Somewhere along the way I came to live and breathe the understanding that our humanity is best felt and shared through art, and that ‘art’ was a koan and ineffable token for all the beauty and compassion we could know or reveal.

My professional life has been dedicated to creating opportunities for young adults to experience the discovery of their selves by pursuing their creative passions and absorbing those of the friends and artists around them. I sound a gun for the process of daring to follow their glimmering threads of curiosity; of learning to accept and value diversity in the world around them and decide confidently about personal tastes and values; and to also decide, ultimately that their voice has a resonance and purpose that no one else could have shown them.
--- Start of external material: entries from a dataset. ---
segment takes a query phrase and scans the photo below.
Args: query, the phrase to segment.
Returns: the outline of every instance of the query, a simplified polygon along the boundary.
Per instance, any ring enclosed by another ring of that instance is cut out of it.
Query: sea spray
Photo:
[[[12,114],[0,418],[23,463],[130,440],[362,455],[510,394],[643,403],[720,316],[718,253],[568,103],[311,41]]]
The oxygen feeding this reaction has been art, and more specifically, music.

Our modern life is complex and raw. My politics buckle socialism to libertarianism and I champion progress toward intelligent, compassionate, cooperative civilization-building. “Down with the nanny-state, up with humanity meeting its potential as a species.” I realize nothing is simple and opinions vary.

With all that as a background, in the course of being optimistic and making a best effort at efficacy, I’ve learned that through inattention, lack of oversight, willful self-preservation, greed, and lack of ethical housekeeping, some dangerously sharp corners of Vermont arts policy are poking through the fabric of complacency. When it comes to the arts, our integrity has faded in the sun, and the readily fulfilling life I hope for, for all Vermonters, is further from their reach than it needs to be.

This blog, cheeky as its name might be, is personal and a happy place. Consider it to be the beat-down gray basket on my front porch where things — all kinds of things — are left for or left off by neighbors; the neighbor being you. Welcome to an exploration of what’s right and what might be wrong with arts in Vermont, and have a stroll with me in the direction of the (often difficult) conversations that are the threats and milestones on the adventure in the wilderness of our state’s relation to the arts.

The Name

A friend of mine said the phrase ‘ass pheasant’ out loud about twenty years ago, held his wrists to his mouth and, wiggling all his fingers, exploded them outward while making a pheasant-y “whoop! whoop! whoop!” noise. He couldn’t explain what ‘ass pheasant’ meant, but he could show me. That’s where the name comes from.